25 fevereiro 2005

Onde "pára" a oposição? (revisto)

A filosofia sempre teve como uma das suas principais razões de estudo a realidade como processo de construção do comportamento humano. Seria Hegel, no princípio do século XIX que introduziu um sistema para compreender a história do mundo, chamado geralmente de dialéctica. “Os elementos do esquema básico do método dialéctico são a tese, a antítese e a síntese”. A tese é uma afirmação ou situação inicialmente dada. A antítese é uma oposição à tese. Do conflito entre tese e antítese surge a síntese, que é uma situação nova que carrega dentro de si elementos resultantes desse embate. Em teoria, quanto mais confronto, melhor síntese se elaborará.
Com o tempo, a síntese torna-se uma nova tese, que contrasta com uma nova antítese gerando uma nova síntese, num processo em cadeia infinito. Tudo se desenvolve pela oposição dos contrários: filosofia, arte, religião, história e política são vivos devido a esta dialéctica. Então, tudo está em processo de constante devir.

A base filosófica da política moderna encontra-se neste pensamento. A morte de Hegel criou até dois campos de discípulos, completamente antagónicos: à direita e à esquerda. Neste, um dos seus seguidores mais conhecidos é Marx. Todos eles apontaram “utopias”, ou o “fim da história”, em que uma síntese perfeita, acabaria por resolver definitivamente o problema de contínua luta social e de ideias propostos pela dialéctica. Essas utopias, entre outras, denominaram-se, por um lado, de fascismo e, por outro, socialismo, e numa fase posterior, comunismo.

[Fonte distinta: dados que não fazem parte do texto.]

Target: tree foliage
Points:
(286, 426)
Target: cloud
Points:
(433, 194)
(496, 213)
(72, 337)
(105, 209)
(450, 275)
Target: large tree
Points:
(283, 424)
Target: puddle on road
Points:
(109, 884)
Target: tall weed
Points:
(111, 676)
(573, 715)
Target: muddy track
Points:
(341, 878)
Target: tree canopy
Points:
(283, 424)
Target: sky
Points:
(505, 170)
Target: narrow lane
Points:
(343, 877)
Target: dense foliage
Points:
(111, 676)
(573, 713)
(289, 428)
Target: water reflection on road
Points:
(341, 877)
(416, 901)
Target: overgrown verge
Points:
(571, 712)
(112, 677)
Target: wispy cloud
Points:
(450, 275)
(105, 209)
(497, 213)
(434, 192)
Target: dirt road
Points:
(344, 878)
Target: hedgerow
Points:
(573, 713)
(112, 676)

No campo da política que é a ciência, arte ou tão só um articulado de ideias ao serviço da organização social, do melhoramento das condições de vida das populações, na definição de leis ou postulados para uma melhor vivência social, esta teoria tem ainda grande cabimento.
Sabemos que um bom governo necessita de uma oposição forte, valorosa, atenta, responsável, empenhada. Cremos que onde as oposições se diluem ou se demitem das suas funções, são também responsáveis pela estagnação, conformismo e logo ausência de progresso. O voto maioritário permite que a tese vencedora seja posta em prática, mas ela precisa de ser confrontada permanentemente pela sua antítese, solidifica, enriquece, é posta à prova.
A falta de desenvolvimento verificado nas ditaduras tem como razão o esmagamento dos antagonismos. A teoria dialéctica não se cumpre. Foi assim no período do Estado Novo, corporativista e monopolista, nos tornámos no país mais pobre da Europa,. Foi assim na ex-URSS, em que sem confronto de ideias, conservadora e politicamente monocromática, estagnou, tornou-se pantanosa, apodreceu, esboroou-se e até implodiu.
Sem oposição organizada e actuante, a dialéctica não se realizou e nem se cumpriu o fim da história.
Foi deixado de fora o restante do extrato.